Open BadrAlpha07 opened 3 years ago

BadrAlpha07 commented 3 years ago

While developing a new classifier class which has fit, predictand predict_proba methods, it worked fine locally on jupyter but unfortunately it did not work with ramp tests. You can find the error in the attached image. In fact, I checked the source code of ramp and I understood that it uses predict_proba for the CV that's why it asks for a 2D array, although my classifier's predict_proba works well and gives a 2D array. Prof. @tomMoral suggested to add an estimator._estimator_type = 'classifier' which solved the problem. As an enhancement, the problem can be solved by automatically adding this estimator type to the estimator by ramp, or check the ._estimator_type attribute before running the predictions and arise the error that expected ._estimator_type = 'classifier' but found... as done by sklean library.

image

agramfort commented 3 years ago

yes the problem is that the KerasClassifier class returns False to the sklearn is_classifier function

you should report this issue on the Keras issue tracker

BadrAlpha07 commented 3 years ago

Thanks you for your response, I thought their should be a problem with the keras classifier, but it works fine in ramps. But in our case I tried with another trees classifiers and put it as an estimator in my classifier class below and arise same error.

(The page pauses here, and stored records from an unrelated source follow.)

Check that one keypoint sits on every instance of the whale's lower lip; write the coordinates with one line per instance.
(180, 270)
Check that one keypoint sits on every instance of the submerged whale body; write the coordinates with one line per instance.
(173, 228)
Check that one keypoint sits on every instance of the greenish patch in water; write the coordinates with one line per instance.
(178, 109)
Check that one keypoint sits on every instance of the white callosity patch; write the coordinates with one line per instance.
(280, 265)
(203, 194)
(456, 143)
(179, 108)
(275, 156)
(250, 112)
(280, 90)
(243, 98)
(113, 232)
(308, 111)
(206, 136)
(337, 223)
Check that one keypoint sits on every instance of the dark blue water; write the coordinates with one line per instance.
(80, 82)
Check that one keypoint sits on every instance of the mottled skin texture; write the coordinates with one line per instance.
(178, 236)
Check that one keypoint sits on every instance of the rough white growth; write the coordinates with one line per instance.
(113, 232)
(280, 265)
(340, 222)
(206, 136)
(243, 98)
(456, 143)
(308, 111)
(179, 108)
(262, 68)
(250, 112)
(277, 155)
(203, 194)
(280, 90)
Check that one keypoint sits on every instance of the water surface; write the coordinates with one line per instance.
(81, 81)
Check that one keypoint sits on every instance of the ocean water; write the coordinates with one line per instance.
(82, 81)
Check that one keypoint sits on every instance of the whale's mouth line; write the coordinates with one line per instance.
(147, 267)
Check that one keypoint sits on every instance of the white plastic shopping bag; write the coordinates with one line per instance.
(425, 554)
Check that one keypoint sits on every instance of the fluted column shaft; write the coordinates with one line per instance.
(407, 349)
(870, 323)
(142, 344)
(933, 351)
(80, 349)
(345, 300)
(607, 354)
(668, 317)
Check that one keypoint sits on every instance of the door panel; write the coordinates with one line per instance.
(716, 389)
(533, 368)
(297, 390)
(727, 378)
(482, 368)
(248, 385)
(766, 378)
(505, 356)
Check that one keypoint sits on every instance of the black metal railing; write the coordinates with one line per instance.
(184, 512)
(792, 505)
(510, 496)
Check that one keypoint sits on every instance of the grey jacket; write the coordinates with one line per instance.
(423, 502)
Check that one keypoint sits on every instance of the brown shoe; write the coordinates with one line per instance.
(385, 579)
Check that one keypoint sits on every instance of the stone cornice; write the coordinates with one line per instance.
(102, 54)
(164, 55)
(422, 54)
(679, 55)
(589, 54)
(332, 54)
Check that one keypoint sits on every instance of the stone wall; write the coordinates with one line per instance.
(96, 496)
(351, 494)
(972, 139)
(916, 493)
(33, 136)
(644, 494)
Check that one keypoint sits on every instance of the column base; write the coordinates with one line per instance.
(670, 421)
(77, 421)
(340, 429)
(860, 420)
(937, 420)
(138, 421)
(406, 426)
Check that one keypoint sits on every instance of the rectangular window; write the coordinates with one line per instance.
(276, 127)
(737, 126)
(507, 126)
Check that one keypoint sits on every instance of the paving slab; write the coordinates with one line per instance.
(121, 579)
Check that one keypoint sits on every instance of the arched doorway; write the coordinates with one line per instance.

So I think the issue in this case is with the class that I built, which works fine in jupyter.

class Classifier(BaseEstimator):
    def __init__(self, estimator):
        self.estimator = estimator

    def fit(self, X, y=None, **kwargs):
        self.estimator.fit(X, y)
        return self

    def predict(self, X, y=None):
        return self.estimator.predict(X)

    def predict_proba(self, X):
        return self.estimator.predict_proba(X)

    def score(self, X, y):
        return self.estimator.score(X, y)

Thank you again for this amazing tool ramp-workflow that helped me a lot with evaluating my models.

tomMoral commented 3 years ago

I asked @BadrAlpha07 to open this issue because several students had issues understanding what was the problem with there submissions for classifiers that where not detected as such.

I think having a more comprehensible error (for instance a warning with the error to suggest to check for _estimator_type) or an automated way to deal with this would be nice.